Over the summer, I attended and spoke at Life West’s investiture of Dr. Brian Kelly, the college’s new president. When Dr. Gerry Clum, the retiring president of Life West, prepared to hand the reins to Dr. Kelly, he gave him some final advice: “Don’t have your investiture in August because you will have very few people attend.”
At the ceremony, which attracted more than 1,000 attendees, Dr. Clum promised that would be the last advice he’d ever give to Dr. Kelly, with a wink and a chuckle. But all joking aside, the enthusiasm at Life West Wave Conference was contagious. The event attracted students and prospective students, alumni and individuals from all corners of the world.
Even though California, the state where the event was hosted, has experienced some hard times recently, the speakers at the event offered only optimism. I heard a common theme throughout the weekend, that if you truly care about your patients, your practice will thrive, despite negative external pressures. From new graduates to those nearing retirement, every speaker was absolutely confident they were in the right profession and had a mission to fulfill.

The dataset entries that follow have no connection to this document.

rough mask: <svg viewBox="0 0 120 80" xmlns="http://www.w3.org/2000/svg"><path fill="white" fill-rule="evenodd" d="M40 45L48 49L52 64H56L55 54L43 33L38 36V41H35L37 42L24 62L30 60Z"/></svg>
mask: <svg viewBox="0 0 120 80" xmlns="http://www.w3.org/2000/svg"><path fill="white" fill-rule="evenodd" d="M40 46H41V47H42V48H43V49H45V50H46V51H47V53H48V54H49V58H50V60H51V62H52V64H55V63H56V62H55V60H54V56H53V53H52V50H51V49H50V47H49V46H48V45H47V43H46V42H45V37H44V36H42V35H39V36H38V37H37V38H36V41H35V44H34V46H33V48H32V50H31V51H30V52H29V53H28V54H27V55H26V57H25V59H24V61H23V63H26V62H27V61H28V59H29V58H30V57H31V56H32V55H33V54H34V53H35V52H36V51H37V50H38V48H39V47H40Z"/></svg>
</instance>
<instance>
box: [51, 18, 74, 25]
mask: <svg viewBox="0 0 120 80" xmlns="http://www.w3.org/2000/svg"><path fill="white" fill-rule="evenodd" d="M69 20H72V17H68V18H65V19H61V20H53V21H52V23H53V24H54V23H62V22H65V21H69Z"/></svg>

Sometimes we get so bogged down in our daily challenges that we lose sight of the purpose of chiropractic. Impressively, it remains the number-two health profession in the world and its significance and effectiveness will transcend the barriers of insurance changes, economic downturns and more. When I started practice in 1964, the outlook for chiropractic was very uncertain. We simply kept on keeping on, and, lo and behold, these past decades have been golden in so many ways.
Those of us who have kept our patients’ welfare at the center of our mission will continue to succeed in this profession. The enthusiasm about the future of chiropractic at the Life West Wave Conference was proof of that imperative. Having people excited to catch and ride the wave of chiropractic, and always looking ahead for that next big swell is what makes our profession great.